Paren el mundo que me quiero bajar

Para culminar un año espantoso, la vida me regaló una semana de mierda. Justo cuando me ilusioné con el fin de año, garrapiñada, sidra y abrazos; el destino me deparó golpes a mi ego, a mi cabeza y a mis sueños.

Fracasé rotundamente en mis relaciones, en los finales universitarios, en el orgullo que puedo llegar a darles a mis padres. Soy un payaso, soy una sonrisa pero detrás de la máscara hay un hombre que quiere morir.

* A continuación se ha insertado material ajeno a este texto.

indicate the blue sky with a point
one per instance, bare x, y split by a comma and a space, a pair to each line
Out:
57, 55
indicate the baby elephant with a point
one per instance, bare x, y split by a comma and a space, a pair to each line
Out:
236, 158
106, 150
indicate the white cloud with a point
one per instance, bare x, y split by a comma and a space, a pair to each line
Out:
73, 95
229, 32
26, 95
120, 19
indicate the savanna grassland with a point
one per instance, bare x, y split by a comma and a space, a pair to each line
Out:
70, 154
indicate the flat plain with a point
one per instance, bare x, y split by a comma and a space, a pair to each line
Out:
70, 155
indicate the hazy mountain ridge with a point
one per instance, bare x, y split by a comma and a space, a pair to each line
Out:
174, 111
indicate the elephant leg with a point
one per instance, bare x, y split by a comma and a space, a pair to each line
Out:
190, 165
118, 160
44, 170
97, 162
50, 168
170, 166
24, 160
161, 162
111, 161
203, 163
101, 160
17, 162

Y hoy, para colmo, me levanté caliente. No me refiero a cachondo, me refiero a que desperté caliente con la vida. Enojado conmigo y con todos. Son esos días en los que uno desea no abrir los ojos, o al menos solo pestañear y que en un instante ya sea otro.

Además, me desperté con unas ganas tremendas de matar a alguien. Mi dilema era si mataba a un gatito pequeño o a un tipo grandote, de esos que dan miedo. El gatito pequeño no entendería nada, solo maullaría escandalosamente, sacaría sus uñas (quizás me arañe tres o cuatro veces) e intentaría escapar. Al final, entendería que no hay escapatoria, que yo escribí su destino.

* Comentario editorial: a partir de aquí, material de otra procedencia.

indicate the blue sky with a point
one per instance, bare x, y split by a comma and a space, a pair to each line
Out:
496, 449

Al tipo lo dejaría que me golpee en la cabeza, que me patee en el piso, que me escupa, que me rompa algunas costillas. Quiero que me haga sangrar. Cuando él crea que me venció, que solo me podrá salvar Dios, sacaré mi revolver y le dispararé una sola vez. Luego, le clavaría mi cuchillo dos veces, tres veces, setenta y dos veces. Lo obligaré a que me mire mientras se desangra.

Pero no. Creo que tampoco entendería demasiado.

Sin embargo, opté por no asesinar a nadie. No soy una persona violenta y es por eso que, a pesar de que los minutos avanzaban y que el odio sigue invadiéndome, solo me limité a agarrar mi cuadernito y a escribir. Creo que no existe mejor terapia que escribir (bueno, el sexo también es una buena terapia pero lamentablemente tengo unos hongos en la garcha que tengo que curar antes de volver a usarla. “Me llora la nena” le dicen).

Dicen que se viene el fin del mundo. La vida es injusta y seguramente el fin del mundo también va a serlo. Seguro que lo único que va a quedar en la tierra serán todas las cosas que odio, que me dan por el centro de los huevos.

Es muy probable que después de este viernes sigan existiendo las bolsas plásticas cuya molestia pienso que es directamente proporcional a la actuación de Osvaldo Laport. Hasta cuando las dejamos de manipular continúan con ese movimiento rítmico desesperante. Son iguales a las bolsas que cubren los testículos con la diferencia de que las que nos cubren los coquitos se quedan quietas cuando las miramos, pero continúan su movimiento cuando miramos a otro lado. Es evidente que tienen vida propia.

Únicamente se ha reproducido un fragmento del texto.